Figura 9: Diferença média de comentários entre postagens Fake, Fato e Inconclusivas

Por fim, buscamos estimar se postagens desinformativas apresentam desempenho superior em relação a postagens inconclusivas ou factuais (outperforming). Como apontado pela literatura, informações falsas tendem a alcançar maior repercussão no debate público digital[2]. Para testar essa hipótese, aplicamos um modelo de regressão linear, em que a variável dependente foi o total de comentários de uma postagem e como variável independente foi o total de likes (curtidas) dessa mesma postagem. O coeficiente obtido foi de 0,03, ou seja, um aumento de 100 likes está associado a 3 comentários adicionais. Não encontramos evidências de que postagens classificadas como “Fake” tenham desempenho superior a outros tipos de postagem. No entanto, na Figura 10, vemos uma correlação mais forte entre curtidas e comentários para as postagens Fake.

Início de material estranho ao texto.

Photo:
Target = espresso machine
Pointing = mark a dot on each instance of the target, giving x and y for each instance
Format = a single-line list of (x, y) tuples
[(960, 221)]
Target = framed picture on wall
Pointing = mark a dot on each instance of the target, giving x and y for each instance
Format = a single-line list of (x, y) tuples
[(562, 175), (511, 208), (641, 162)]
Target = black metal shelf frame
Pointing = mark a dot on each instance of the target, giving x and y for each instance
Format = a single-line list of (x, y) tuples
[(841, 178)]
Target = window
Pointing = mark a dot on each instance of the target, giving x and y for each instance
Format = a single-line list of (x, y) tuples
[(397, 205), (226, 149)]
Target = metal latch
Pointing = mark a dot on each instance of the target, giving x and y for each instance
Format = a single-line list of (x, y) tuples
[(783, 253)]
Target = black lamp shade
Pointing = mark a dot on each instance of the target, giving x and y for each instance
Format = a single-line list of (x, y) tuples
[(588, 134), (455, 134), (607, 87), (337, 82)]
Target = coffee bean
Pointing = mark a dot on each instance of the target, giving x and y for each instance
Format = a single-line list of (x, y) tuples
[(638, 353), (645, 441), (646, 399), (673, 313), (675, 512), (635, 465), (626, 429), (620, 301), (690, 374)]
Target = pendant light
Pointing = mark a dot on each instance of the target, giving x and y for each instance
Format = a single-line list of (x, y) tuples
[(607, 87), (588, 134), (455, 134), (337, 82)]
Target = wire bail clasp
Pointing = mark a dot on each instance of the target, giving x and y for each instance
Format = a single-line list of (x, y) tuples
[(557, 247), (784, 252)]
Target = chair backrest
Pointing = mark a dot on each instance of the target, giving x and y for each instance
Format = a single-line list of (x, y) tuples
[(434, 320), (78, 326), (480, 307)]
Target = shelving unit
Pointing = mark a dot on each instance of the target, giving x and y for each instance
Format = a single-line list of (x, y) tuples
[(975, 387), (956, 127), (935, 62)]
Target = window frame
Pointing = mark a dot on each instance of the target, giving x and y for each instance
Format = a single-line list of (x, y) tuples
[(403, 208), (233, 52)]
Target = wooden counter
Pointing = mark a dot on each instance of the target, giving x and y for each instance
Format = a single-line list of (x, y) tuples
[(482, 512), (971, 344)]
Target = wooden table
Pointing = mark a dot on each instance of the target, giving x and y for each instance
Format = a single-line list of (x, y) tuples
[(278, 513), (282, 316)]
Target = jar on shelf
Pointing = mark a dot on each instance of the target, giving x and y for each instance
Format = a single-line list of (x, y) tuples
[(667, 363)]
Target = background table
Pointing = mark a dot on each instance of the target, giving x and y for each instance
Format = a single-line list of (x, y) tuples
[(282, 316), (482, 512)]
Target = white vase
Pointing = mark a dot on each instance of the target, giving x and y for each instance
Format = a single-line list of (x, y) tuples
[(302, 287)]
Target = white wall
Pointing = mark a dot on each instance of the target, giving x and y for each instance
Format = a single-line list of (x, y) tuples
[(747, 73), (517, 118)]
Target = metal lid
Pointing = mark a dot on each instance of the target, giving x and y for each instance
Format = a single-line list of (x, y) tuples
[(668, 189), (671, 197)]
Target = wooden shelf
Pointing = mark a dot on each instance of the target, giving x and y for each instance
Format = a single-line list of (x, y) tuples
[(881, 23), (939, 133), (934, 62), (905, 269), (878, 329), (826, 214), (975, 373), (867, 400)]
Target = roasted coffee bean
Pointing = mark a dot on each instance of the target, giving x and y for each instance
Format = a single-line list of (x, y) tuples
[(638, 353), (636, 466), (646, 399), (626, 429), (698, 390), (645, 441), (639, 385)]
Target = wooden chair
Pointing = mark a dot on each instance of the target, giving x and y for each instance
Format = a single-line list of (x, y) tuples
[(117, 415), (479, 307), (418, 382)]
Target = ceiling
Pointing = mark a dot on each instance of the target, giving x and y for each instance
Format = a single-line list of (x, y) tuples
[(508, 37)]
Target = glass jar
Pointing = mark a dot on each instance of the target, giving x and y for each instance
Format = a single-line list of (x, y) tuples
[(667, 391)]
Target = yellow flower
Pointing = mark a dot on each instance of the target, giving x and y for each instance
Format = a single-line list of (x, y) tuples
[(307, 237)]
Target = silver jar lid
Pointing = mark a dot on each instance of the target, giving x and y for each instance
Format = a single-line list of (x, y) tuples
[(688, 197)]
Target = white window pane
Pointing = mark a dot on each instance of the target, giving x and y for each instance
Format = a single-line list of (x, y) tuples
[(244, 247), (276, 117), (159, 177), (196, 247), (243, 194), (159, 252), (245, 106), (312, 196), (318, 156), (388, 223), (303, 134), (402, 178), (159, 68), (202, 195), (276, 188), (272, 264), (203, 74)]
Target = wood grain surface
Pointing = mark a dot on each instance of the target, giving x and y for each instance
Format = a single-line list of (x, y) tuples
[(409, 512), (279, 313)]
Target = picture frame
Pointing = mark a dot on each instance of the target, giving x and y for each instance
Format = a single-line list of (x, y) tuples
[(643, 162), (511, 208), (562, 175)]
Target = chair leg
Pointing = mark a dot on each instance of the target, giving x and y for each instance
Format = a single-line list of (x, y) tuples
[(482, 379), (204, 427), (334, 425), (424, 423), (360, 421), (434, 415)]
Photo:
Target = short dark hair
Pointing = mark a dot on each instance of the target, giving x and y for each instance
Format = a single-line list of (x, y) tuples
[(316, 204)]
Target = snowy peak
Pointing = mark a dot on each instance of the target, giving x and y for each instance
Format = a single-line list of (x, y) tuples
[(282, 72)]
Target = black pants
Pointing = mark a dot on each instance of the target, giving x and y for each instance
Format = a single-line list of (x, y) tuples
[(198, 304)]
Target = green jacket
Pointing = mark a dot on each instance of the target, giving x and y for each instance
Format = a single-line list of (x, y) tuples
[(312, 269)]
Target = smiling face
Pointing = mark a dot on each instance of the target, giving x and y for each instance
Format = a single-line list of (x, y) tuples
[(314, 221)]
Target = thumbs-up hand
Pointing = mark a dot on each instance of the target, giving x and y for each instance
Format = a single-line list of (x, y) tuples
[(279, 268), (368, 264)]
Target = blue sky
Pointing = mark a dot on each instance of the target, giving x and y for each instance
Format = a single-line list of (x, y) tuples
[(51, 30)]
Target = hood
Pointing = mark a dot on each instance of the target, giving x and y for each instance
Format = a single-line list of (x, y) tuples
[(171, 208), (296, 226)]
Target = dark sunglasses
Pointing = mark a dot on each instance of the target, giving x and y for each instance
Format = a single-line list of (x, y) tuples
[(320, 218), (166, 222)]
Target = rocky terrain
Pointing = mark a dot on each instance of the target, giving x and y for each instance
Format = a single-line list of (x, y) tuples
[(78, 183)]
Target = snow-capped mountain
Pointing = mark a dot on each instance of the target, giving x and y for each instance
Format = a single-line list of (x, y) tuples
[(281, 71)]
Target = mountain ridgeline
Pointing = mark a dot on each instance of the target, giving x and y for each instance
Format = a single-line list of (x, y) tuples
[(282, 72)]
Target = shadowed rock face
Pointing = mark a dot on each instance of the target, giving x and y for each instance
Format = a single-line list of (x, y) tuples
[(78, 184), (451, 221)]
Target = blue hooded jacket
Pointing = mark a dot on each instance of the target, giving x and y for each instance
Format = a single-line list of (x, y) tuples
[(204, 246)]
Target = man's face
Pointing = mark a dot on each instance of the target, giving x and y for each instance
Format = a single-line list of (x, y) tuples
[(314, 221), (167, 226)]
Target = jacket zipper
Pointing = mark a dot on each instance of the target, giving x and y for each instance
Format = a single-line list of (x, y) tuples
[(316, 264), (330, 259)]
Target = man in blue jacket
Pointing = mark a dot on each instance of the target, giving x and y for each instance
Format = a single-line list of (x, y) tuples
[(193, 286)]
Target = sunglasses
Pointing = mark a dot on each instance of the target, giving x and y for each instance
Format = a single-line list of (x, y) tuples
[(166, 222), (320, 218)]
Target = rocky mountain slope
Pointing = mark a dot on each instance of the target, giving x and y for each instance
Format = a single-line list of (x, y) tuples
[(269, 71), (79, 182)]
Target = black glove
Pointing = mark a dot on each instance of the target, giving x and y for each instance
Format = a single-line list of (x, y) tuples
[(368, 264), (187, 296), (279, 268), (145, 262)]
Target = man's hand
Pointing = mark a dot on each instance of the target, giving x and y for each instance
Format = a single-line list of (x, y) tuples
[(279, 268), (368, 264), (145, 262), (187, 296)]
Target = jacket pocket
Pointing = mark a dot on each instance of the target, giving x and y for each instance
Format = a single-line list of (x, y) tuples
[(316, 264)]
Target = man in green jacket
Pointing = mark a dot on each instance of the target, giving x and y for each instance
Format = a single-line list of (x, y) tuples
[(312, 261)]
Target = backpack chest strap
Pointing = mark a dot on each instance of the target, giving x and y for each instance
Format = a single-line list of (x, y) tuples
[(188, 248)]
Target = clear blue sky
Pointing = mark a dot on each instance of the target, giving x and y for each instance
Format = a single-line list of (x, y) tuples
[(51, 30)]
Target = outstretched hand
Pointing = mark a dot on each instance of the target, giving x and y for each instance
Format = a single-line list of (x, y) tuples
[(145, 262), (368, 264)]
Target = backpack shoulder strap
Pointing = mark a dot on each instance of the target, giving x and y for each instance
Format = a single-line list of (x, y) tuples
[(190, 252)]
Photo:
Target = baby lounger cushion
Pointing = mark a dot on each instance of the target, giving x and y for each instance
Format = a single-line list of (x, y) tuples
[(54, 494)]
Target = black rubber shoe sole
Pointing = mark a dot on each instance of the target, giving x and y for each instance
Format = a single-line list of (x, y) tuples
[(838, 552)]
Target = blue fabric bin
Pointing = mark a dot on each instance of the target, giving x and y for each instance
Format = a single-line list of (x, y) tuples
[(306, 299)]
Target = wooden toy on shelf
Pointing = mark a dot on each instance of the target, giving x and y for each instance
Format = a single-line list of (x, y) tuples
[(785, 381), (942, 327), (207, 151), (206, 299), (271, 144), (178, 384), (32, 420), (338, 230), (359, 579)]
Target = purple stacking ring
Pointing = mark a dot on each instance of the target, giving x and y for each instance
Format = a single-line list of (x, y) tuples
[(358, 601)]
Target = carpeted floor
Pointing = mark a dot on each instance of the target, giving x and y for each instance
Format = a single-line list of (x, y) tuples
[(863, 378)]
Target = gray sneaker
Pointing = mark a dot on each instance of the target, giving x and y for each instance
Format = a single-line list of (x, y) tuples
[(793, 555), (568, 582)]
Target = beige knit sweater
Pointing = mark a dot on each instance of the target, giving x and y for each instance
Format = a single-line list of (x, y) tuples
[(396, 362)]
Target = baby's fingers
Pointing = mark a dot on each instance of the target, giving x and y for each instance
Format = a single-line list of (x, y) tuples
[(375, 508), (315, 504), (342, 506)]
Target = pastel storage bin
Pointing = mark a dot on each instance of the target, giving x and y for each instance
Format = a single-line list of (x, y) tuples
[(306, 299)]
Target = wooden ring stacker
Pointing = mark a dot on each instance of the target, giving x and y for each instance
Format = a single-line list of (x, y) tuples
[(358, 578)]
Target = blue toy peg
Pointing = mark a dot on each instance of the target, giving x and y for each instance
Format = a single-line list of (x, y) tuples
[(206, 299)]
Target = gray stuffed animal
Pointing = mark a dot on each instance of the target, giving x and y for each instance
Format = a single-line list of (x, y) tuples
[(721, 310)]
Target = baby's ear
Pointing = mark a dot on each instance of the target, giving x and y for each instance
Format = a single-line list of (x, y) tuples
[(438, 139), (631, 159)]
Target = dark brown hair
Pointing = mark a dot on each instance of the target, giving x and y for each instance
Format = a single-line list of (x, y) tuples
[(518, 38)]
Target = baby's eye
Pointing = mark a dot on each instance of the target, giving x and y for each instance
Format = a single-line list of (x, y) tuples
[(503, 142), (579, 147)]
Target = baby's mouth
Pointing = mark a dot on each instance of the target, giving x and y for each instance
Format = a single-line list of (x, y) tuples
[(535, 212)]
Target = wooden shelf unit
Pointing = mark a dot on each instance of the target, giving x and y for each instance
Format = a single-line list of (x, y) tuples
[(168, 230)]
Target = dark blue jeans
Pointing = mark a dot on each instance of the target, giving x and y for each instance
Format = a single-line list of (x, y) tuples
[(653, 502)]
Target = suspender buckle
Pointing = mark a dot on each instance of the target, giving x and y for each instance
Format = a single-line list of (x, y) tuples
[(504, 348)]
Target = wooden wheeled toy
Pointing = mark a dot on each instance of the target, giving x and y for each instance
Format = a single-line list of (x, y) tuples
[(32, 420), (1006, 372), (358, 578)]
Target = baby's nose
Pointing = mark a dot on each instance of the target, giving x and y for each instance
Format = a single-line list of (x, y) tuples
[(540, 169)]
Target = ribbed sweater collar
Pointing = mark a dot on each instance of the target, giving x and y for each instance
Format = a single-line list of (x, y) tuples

[2]The spread of true and false news online, disponível em https://www.science.org/doi/10.1126/science.aap9559, e The scale of Facebook’s problem depends upon how ‘fake news’ is classified, disponível em https://www.researchgate.net/publication/345007859_The_scale_of_Facebook%27s_problem_depends_upon_how_%27fake_news%27_is_classified/figures?lo=1, acesso em 09 de junho de 2025.
Figura 10: Correlação entre Curtidas (Likes) e Comentários

5. Considerações Finais
A análise da repercussão do caso Juliana Marins revelou padrões claros de desigualdade na dinâmica de interações nas redes sociais. Entre os principais destaques, observa-se a ausência da esquerda entre os perfis de maior engajamento, enquanto páginas de imprensa e de direita dominaram o debate tanto no Facebook quanto no Instagram. Além disso, identificamos a narrativa do “governo sempre errado”, em que críticas ao Executivo surgiram de diferentes ângulos, seja pela suposta negligência diante do sofrimento da família, seja pela seletividade em relação a outros casos. Esses achados evidenciam a centralidade da mídia tradicional na difusão inicial das informações e a força das páginas de entretenimento e de direita na manutenção da discussão pública.
Outro aspecto importante foi a concentração do engajamento: 80% dos comentários ficaram restritos a apenas 10% das postagens mais comentadas. Esse padrão demonstra que a circulação de informações em casos de grande repercussão tende a ser impulsionada por um número reduzido de atores digitais, ampliando o poder de formadores de opinião específicos. A análise dos clusters também mostrou como um fato trágico rapidamente se converteu em arena de polarização política, reforçando discursos de crítica ao governo federal.
Por fim, a análise da desinformação indicou que 5% das postagens apresentaram sinais de falsidade ou distorção, geralmente ligadas à atribuição seletiva de responsabilidades ao governo ou à comparação com outros episódios. Embora essas publicações não tenham apresentado desempenho estatisticamente superior às postagens factuais, mantiveram correlações mais fortes entre curtidas e comentários, sugerindo que continuam a ter potencial relevante de engajamento.
Em conjunto, os resultados mostram como tragédias internacionais envolvendo brasileiros se transformam em catalisadores de debates domésticos altamente politizados, onde imprensa, páginas de entretenimento e atores de direita ditam o ritmo do engajamento, enquanto a esquerda permanece ausente do centro da disputa narrativa.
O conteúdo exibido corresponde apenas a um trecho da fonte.